I topped my Pan con Tomate with fresh ricotta and drizzled some radish green pesto over it.
This recipe serves two people (two slices each).
Tips
- I recommend using a thick crusty bread, such as a sourdough or French boule, ciabatta or another crusty Italian loaf.
- Grill the bread if you can. If that isn’t possible, toast it under the broiler until golden brown (watch it carefully, so that it doesn’t burn).
Ingredients
- 4 slices crusty bread (about 1 1/2 inches thick)
- 2 tablespoons olive oil (or a little more)
- 1 large garlic clove
- 2 large heirloom tomatoes
- Sea salt, to taste
- Fresh ground pepper, to taste
Directions
Cut the tomatoes in half horizontally.
Put a box grater over a large shallow bowl and, starting from the cut side, grate the tomatoes on the largest holes until all that remains are the tomato skins. Finely chop the skins and mix them into the grated tomatoes. Set aside.
Heat your grill in preparation for grilling the bread.
Brush one side of each slice of bread with olive oil.
Put the slices, oiled side up, on the grill and grill the bread until the bottom is lightly browned. Flip the bread and grill the other side. Remove from the heat.

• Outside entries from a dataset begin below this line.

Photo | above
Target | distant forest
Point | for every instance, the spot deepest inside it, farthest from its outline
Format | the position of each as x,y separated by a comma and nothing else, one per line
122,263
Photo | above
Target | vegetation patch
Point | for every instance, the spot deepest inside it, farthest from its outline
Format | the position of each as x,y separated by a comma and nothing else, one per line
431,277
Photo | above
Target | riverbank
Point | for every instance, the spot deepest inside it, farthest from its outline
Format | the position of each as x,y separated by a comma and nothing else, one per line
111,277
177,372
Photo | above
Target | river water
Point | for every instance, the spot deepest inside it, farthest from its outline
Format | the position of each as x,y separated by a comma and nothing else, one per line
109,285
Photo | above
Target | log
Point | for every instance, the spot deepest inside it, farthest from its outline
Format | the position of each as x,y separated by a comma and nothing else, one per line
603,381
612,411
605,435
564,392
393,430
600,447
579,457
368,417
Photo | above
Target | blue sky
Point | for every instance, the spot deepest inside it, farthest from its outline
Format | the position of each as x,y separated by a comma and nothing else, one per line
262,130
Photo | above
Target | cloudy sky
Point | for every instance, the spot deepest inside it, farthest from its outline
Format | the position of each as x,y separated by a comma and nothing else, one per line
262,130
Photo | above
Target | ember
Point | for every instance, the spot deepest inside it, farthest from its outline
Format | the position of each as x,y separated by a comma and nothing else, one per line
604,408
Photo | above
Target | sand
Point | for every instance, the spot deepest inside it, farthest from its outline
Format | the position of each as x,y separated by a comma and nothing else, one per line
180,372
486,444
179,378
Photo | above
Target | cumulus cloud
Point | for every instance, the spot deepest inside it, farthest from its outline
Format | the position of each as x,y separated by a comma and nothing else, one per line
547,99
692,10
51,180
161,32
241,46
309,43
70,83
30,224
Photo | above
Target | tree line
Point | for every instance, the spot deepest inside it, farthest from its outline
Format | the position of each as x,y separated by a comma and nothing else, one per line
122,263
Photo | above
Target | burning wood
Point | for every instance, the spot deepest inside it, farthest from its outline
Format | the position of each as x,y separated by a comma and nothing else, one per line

Cut the garlic clove lengthwise down the middle. Rub the cut side over the top side of each bread slice.
Add a little salt and pepper to the grated tomatoes, stir and then spoon the tomatoes (including the liquid) over the toast. Let the toast sit for a minute, so that the bread absorbs some of the tomato juice.
Drizzle a little more oil and sprinkle a little extra salt over the top before serving.